Si les symptômes disparaissent chez la plupart des patients, il ne faut absolument pas négliger les complications qui peuvent survenir. En effet on peut en distinguer deux principales. On a pu constater de graves atteintes neurologiques chez certains patients entrainant une paralysie des membres inférieurs. C’est ce qu’on appelle le syndrome de Guillain-Barré, une paralysie ascendante qui remonte vers la cage thoracique avec dans les cas les plus graves une impossibilité pour le patient de respirer avec une obligation d’hospitalisation en soins intensifs.

La plus grave des complications touche les femmes enceintes infectées pendant la grossesse, le fœtus (et les cellules souches donnant naissance au cerveau) étant alors lui aussi touché par le virus de façon intra-utérine. Les conséquences sont alors catastrophiques avec des cas de microcéphalies chez le nouveau-né (malformation de la boite crânienne qui s’avère alors plus petite que la normale), le développement cérébral (donc moteur) de l’enfant étant alors atteint de façon irréversible.

Suis-je contaminé(e)?
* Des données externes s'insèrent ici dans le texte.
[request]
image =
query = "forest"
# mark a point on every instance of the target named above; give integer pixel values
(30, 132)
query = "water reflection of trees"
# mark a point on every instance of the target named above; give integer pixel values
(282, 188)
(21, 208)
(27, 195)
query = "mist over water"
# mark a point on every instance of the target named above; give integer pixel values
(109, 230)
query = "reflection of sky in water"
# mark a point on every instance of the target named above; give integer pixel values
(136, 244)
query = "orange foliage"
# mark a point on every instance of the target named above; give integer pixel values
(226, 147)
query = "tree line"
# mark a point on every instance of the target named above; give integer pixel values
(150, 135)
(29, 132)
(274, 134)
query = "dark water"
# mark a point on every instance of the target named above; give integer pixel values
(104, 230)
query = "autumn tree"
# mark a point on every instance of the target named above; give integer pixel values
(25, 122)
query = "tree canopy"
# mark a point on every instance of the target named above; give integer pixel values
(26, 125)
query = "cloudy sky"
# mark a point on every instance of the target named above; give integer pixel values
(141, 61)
Quels tests effectuer?

Vous êtes de retour de voyage suite à un séjour dans une zone à risques ? Vous avez un doute suite à l’apparition d’un ou plusieurs symptôme(s) que j’ai pu lister? La prise de sang (méthode immuno-enzymatique ELISA ou recherche par RT-PCR), un prélèvement urinaire ou salivaire sont les seuls moyens fiables pour savoir si vous êtes contaminé(e) ou non. Contactez-nous pour plus d’informations.

Les traitements existants

Malheureusement il n’existe aucun traitement antiviral et encore moins de vaccin contre le virus Zika. On ne peut dès lors que traiter les symptômes avec la prise notamment d’antalgiques. Votre médecin traitant sera le seul habilité à établir une ordonnance concernant la prise de ces médicaments, certaines interactions notoires ayant été constatées (hémorragie et prise d’aspirine par exemple) l’automédication est donc à éviter absolument!
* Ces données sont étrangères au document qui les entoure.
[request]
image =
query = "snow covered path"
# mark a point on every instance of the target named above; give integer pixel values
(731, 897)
A noter cependant que des recherches sont en cours, des anticorps ayant été découverts, ces derniers neutralisant le virus Zika mais aussi celui de la dengue (les deux virus ayant de nombreux points communs). Si les tests sur la souris sont prometteurs, l’espoir d’un vaccin pour l’homme tient aux futurs essais humains.

Prévention et bon sens

Éviter l’infection par le virus Zika, c’est éviter la piqûre de moustique, il n’y a pas d’autres moyens. Pour éviter la conséquence il faut traiter la cause dans les zones endémiques. La propagation du virus se faisant de façon rapide et incontrôlée, des conseils de bon sens sont à suivre partout dans le monde là où les facteurs de chaleur et d’humidité sont réunis, deux facteurs nécessaires à l’apparition des moustiques. Le moustique tigre aime les eaux stagnantes qui deviennent alors des zones parfaites pour la prolifération des larves. Les jardins doivent donc être passés au crible pour vous débarrasser de tous les foyers potentiels: pots de fleurs, gouttières mal-entretenues…
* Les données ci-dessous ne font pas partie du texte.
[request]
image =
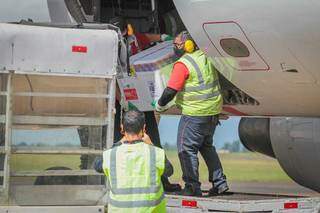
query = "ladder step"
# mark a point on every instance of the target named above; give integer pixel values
(90, 172)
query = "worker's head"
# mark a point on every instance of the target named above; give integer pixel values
(183, 43)
(121, 23)
(133, 123)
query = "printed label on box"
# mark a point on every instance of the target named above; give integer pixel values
(130, 94)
Bien entendu tous les voyageurs veilleront à la plus grande prudence. Ils penseront à prendre dans leurs bagages des vêtements amples et longs, une moustiquaire, des répulsifs, des insecticides… afin de se protéger la nuit certes mais aussi le jour. Les relations sexuelles non protégées sont bien entendu à proscrire dans les zones endémiques.

On conseillera aux femmes notamment dans les zones à risque de reporter tout projet de naissance et d’en parler bien entendu à leur médecin.